彼女は、ルシファーにレジ袋をかぶせ、引っ張ろうとして逆に引きずられていた。
ルシファーは止めることはできないが、袋状の物をかぶせることにより、逆にルシファー自身に何かを引っ張らせることはできるのだ。
彼は立ち上がると、すぐにトレーラーの運転手の元へ駆け寄った。
「もっと長いワイヤー、ありますか!」
「あ、ああ……そこに……」
指さされたその箇所には、先ほどの中継車に引っ張らせたものよりも太く長いワイヤーが無造作に置かれていた。
「これ、借ります!」
達也は言うが早いか、ワイヤーの一方の端を鉄骨側フックに通し、そのまま伸ばしていき、まず杏奈から歩道沿いに十メートルほど離れた電柱に掛けた。
そこで九十度以上向きを変え、もう一方の端を持ったまま道路を横断し、そして御神木をぐるりと百八十度巻き込むように引っかけたところで、ほぼワイヤーの長さが尽きて、ピンと張った状態になった。
上から見たならば、ワイヤーは、鉄骨、電柱、御神木を頂点とした垂直三角形の辺のようになっている。ただ、御神木から鉄骨までは距離が足りていない。

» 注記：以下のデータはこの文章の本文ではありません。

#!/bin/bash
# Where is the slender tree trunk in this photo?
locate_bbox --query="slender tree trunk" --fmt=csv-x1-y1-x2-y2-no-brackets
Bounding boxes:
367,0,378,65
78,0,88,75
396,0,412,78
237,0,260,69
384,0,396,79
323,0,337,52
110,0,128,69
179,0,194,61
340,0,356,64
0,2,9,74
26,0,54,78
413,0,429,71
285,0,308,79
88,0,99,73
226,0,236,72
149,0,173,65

ルシファーは南からやってきて、正確に、ご神木の脇を通り抜け、杏奈の現在居る、鉄骨の下を通ることが分かっている。
「ルシファーに鉄骨を引っ張らせるんだ!」
達也の叫ぶようなその言葉に、そこにいる警察官やテレビ局のスタッフ、そしてトレーラー運転手も、彼が何を考えているかを理解し、そしてその発想に驚嘆した。